Our model works the best on the address unit #7C on 240 EAST 27 STREET, NEW YORK, 10016 link, the actual rent is 5565 and our predicted rent is 5565.232661 with error percentage of 0.000042 which is really close. In the other hand the worst performance happens on unit 1204 of 120 WEST 21 STREET, NEW YORK, 10011 link, the actual rent is 6897, but our predicted rent is 13933.520479 with error percentage of 1.020229.
For visualization that demonstrates the predictive power of our model, it is an accuracy graph that shows the goodness of the fit of the predictions by a line, it is under the Gradient Boosting Regression modeling section in our Jupyter notebook: Link
For our accurate rent predition model, we can use it in multiple way. First, for online real estate platform, they can use to detect any fake price posting, either too high or too low. For exmaple, if a leaser post a incredible low price, the platform can detect at the time he posts instead of identify it manually. Secondly, as a customer, we can use this as a tool for reference price, which can prevent from price inflaction or price cheating. Third, right now we only use New York area dataset to train our model, in the future if we use other area' s rent price dataset to train the model, we can also provide rent predition for other cities.

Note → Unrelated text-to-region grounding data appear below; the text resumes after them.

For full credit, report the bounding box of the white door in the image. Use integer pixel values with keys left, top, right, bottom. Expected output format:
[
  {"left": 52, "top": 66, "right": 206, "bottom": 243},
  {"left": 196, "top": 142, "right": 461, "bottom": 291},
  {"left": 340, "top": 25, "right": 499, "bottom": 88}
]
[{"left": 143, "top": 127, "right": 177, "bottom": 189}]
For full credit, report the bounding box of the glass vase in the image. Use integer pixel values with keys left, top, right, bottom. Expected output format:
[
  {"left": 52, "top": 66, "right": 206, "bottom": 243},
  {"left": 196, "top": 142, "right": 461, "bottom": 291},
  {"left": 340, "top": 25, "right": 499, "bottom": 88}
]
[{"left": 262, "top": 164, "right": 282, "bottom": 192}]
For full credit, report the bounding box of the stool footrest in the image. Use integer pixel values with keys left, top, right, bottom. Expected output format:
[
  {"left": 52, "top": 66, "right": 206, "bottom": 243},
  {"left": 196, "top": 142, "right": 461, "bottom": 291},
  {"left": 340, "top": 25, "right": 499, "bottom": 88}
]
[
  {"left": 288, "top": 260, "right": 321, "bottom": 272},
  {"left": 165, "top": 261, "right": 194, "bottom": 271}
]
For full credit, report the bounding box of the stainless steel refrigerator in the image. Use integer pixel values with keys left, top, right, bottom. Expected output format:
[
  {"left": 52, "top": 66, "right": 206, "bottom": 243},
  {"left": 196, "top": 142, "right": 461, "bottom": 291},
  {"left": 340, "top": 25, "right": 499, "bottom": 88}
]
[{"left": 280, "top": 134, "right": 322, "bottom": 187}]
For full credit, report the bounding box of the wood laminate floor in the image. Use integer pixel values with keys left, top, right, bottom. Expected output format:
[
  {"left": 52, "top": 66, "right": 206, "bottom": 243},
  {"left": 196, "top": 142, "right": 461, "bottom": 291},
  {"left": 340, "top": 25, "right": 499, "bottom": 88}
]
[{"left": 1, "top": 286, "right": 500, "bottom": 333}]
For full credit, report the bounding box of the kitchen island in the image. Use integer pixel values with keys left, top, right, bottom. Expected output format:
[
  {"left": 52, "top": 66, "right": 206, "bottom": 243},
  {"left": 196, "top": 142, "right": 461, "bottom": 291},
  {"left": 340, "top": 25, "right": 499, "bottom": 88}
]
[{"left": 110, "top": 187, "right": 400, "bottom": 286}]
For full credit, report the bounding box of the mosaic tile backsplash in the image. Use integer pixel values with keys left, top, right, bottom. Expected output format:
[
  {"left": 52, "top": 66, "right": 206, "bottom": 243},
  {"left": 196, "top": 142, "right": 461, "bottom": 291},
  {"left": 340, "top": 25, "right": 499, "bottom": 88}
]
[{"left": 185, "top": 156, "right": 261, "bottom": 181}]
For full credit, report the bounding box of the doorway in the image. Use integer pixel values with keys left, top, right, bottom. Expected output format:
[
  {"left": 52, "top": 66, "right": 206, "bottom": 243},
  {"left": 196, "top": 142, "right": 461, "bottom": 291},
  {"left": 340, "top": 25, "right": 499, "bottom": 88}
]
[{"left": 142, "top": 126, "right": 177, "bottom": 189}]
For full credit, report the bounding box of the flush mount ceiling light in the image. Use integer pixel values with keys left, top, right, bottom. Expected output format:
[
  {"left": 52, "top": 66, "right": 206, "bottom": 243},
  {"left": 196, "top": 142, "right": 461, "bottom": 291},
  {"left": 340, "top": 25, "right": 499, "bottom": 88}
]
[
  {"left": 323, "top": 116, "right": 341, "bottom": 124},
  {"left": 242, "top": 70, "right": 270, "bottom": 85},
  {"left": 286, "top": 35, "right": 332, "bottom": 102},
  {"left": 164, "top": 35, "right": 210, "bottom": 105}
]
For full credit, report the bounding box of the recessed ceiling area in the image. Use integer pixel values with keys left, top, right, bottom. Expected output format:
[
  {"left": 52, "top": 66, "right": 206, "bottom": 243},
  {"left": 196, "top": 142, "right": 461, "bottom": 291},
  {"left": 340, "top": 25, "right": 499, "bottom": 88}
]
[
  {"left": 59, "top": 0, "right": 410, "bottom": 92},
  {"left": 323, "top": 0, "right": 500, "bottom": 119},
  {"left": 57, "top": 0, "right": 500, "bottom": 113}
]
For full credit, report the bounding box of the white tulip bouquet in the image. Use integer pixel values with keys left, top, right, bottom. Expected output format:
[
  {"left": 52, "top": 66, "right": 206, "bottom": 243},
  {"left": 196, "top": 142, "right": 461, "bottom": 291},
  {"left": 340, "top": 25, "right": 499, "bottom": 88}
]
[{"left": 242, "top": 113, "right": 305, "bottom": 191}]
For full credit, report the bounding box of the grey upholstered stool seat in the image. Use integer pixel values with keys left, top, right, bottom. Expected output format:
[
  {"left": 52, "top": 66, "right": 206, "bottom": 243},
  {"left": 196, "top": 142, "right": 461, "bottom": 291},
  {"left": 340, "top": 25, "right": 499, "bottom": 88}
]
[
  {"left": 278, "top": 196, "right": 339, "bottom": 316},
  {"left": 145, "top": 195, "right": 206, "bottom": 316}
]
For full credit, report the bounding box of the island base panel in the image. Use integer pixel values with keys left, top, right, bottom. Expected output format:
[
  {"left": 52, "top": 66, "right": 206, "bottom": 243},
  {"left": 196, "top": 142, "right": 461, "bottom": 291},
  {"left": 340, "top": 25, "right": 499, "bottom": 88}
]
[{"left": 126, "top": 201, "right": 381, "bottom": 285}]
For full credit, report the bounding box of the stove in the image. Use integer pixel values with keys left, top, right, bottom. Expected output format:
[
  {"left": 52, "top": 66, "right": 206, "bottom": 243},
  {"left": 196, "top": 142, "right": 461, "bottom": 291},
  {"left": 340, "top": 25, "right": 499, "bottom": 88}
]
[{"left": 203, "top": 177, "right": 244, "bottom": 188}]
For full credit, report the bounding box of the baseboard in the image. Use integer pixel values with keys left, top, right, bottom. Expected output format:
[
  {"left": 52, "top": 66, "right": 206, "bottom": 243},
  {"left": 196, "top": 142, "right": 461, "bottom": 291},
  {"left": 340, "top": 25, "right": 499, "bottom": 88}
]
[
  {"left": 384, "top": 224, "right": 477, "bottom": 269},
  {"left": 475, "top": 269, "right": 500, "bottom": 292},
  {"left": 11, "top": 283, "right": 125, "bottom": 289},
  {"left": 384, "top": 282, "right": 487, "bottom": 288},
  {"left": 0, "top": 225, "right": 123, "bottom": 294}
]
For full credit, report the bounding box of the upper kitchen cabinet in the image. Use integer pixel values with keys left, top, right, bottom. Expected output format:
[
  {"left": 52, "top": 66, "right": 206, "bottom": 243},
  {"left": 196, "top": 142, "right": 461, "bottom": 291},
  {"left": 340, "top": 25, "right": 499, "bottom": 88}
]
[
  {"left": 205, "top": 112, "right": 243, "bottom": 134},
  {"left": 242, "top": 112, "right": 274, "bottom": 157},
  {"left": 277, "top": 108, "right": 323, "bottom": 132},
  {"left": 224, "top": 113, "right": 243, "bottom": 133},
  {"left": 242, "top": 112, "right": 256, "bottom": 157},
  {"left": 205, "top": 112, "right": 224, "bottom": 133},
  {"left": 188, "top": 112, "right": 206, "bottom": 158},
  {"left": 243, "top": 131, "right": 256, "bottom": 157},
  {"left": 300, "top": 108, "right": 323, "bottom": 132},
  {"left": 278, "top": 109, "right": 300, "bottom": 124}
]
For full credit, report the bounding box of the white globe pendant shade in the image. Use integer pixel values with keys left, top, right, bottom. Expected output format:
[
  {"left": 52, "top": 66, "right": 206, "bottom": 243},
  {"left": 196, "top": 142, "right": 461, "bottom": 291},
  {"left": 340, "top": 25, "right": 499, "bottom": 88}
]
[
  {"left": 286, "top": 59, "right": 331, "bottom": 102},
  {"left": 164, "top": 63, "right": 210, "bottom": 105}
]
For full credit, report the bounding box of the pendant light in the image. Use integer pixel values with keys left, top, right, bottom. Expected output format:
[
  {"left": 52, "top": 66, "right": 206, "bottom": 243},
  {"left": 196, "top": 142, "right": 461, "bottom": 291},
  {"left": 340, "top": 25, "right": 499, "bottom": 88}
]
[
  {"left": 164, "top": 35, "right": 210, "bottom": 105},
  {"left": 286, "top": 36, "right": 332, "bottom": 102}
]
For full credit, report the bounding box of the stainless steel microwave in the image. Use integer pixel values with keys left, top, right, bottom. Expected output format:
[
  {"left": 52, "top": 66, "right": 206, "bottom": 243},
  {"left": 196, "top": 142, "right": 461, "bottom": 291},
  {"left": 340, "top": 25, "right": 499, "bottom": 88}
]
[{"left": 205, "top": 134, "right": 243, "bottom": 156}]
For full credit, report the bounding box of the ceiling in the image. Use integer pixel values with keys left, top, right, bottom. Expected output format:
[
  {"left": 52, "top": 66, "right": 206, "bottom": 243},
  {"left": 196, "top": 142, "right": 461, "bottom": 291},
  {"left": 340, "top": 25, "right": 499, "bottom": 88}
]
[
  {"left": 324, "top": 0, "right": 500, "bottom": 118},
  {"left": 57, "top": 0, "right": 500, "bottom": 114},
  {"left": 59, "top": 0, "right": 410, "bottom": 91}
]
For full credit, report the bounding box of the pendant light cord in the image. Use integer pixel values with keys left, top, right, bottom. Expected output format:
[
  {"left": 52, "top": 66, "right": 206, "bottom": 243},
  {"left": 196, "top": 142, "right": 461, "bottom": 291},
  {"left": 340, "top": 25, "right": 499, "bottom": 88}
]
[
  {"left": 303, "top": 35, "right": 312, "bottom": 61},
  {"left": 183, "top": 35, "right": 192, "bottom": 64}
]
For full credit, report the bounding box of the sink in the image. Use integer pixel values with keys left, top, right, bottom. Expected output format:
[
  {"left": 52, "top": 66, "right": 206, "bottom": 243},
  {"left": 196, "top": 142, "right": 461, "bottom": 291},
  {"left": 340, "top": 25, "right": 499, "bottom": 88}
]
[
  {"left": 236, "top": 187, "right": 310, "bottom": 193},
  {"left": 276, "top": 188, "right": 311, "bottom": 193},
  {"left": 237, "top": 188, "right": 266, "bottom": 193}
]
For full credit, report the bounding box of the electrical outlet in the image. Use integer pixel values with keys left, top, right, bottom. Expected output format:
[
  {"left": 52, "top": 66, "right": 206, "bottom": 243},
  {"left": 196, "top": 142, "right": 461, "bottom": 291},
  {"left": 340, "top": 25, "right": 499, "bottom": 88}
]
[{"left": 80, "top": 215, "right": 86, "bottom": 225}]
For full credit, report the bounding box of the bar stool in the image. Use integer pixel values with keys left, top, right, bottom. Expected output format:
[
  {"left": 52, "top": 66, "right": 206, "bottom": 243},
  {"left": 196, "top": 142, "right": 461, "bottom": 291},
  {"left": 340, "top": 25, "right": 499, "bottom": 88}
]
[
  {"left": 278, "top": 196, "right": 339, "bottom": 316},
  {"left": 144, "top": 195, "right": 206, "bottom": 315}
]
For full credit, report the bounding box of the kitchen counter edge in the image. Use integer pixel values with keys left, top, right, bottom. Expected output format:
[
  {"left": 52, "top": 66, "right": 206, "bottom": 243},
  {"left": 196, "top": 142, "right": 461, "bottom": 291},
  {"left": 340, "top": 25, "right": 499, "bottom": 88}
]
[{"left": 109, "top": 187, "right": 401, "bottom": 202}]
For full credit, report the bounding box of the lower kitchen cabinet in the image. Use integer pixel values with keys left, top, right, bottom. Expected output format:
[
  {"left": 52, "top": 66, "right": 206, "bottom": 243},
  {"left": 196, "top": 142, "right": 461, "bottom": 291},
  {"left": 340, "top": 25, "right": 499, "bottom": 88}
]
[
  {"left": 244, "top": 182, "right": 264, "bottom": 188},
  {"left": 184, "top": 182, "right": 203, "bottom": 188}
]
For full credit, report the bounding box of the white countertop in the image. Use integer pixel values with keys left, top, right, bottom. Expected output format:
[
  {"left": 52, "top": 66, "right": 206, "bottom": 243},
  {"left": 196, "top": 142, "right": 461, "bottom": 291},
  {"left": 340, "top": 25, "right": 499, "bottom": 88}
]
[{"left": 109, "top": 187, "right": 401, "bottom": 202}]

If we can add more additional model features.
- Some features related to bin and bbl, like tax and personal income based on bin and bbl
- Historical price for the apartment
- Average price change in the area compared to last year
- Decoration design
We would perfer to have more data at this point, because we have have 10000 entities for the traning set, which is far from enough. If we have more data, we can increase the accuracy of our model. Of course features are very imforportant, but we have to mare sure we have enough data first.